HPC Blog Multicore processors drive everything these days from the biggest HPC cluster to the lowliest tablet – even smartphones. While parallel programming has come quite a way, there are still many apps that aren’t well-behaved at all.
They’re the worst kind of guests – acting like they own the whole damned house while paying absolutely no attention to the needs of other residents.
They’ll grab more memory than they need and never let it go. They’ll spawn enough threads to crowd out everyone else; it’s like inviting their deadbeat friends over to watch the Super Bowl at your house and eat your snacks. Operating systems and virtualization mechanisms attempt to control unruly apps, but they don’t have the ability to completely control and prioritize system resources.
Enter exLudus, and what they’re calling the industry’s first micro-virtualization solution, intuitively named MCOpt. What we’re talking about is a suite of software packages that provide dynamic workload containers, workload characterization, and a performance monitoring/management for Linux operating system instances. It works at a node-level, as a layer between the Linux kernel and the applications running on top of it.
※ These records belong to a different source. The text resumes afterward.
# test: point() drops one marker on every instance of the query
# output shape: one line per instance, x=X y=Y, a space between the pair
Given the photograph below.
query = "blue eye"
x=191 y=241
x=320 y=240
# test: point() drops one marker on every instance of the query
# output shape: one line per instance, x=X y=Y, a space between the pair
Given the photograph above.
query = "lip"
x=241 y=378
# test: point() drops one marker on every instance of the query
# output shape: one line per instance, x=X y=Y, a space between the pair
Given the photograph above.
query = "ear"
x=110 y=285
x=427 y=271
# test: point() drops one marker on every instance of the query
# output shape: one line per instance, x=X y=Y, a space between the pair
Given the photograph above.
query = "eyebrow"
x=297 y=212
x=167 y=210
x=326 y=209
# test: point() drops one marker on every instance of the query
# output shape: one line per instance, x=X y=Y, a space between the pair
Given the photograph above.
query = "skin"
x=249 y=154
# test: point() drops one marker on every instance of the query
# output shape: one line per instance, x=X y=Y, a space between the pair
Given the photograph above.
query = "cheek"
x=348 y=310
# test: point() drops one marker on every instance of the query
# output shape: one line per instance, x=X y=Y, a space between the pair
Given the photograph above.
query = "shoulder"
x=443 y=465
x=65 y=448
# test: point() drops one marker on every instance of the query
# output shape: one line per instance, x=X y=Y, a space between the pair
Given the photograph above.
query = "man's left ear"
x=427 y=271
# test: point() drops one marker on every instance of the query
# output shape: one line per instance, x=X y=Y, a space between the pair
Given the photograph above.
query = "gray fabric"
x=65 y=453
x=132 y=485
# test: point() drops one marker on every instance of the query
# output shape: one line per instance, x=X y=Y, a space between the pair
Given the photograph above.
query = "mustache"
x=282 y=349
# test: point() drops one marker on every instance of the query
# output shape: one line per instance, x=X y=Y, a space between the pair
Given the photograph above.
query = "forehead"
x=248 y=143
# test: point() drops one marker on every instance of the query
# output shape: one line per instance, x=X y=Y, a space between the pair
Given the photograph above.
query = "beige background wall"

With MCOpt, users can dictate the priority of apps and jobs, and the system will automatically adjust core and memory shares to ensure that the priorities are satisfied. It’s not a static fair-share scheduler; it works dynamically to constantly adjust resource shares and job timing so that SLAs are met and the system achieves maximum throughput.
It can do this because it’s monitoring how each job is using cores and memory. It can spot when a job isn’t using all of its allocated memory or core shares (or if it’s trying to use too much of either) and make adjustments on the fly to keep everything running smoothly and according to business priorities.
In our discussion, the exLudus folks talked about the Linux scheduler and how it can unpredictably cause job priorities to change during execution – which isn’t necessarily a bad thing. But it can make it difficult to pinpoint when resource contention is hindering overall performance. It also means that subsequent re-runs of the same set of jobs will result in different contention behaviors.
MCOpt can also save important work from falling victim to the Linux Angel of Death – the Out-Of-Memory Killer. When system RAM is oversubscribed, there’s a risk that the OOM Killer can swoop in (well, it doesn’t really swoop) and kill processes to free up memory.
MCOpt helps in two ways. First, it keeps apps from oversubscribing memory and thus prevents the OOM Killer from coming into play in the first place. Second, it can steer OOM Killer behavior to protect high-priority workloads. With MCOpt, subsequent re-runs of the same set of tasks will behave exactly the same way – meaning predictable application performance even under stress. (System stress, not personal stress.)
This high level of control can really help overall throughput. The company says that their tests show a 20 to 50 per cent increase in total throughput with MCOpt versus a stock Linux. This is a measure that includes the low overhead load of MCOpt, of course. They have some white papers and stuff here, plus free trial versions of their software too.
exLudus also made sure to point out that MCOpt doesn’t require any application or OS modifications – the MCOpt layer is transparent to both. Better yet, MCOpt can work with other cluster management and virtualization suites if needed – sort of as a subcontractor.
exLudus brings an interesting set of capabilities to the Linux workload management table. It’s like taking a previously unmanageable city traffic plan (Boston? The Bay Area?) and adding synchronized lights and a set of maniacally focused traffic managers. It’s definitely worth a look if you’re seeing signs of road rage between competing apps on your Linux systems. ®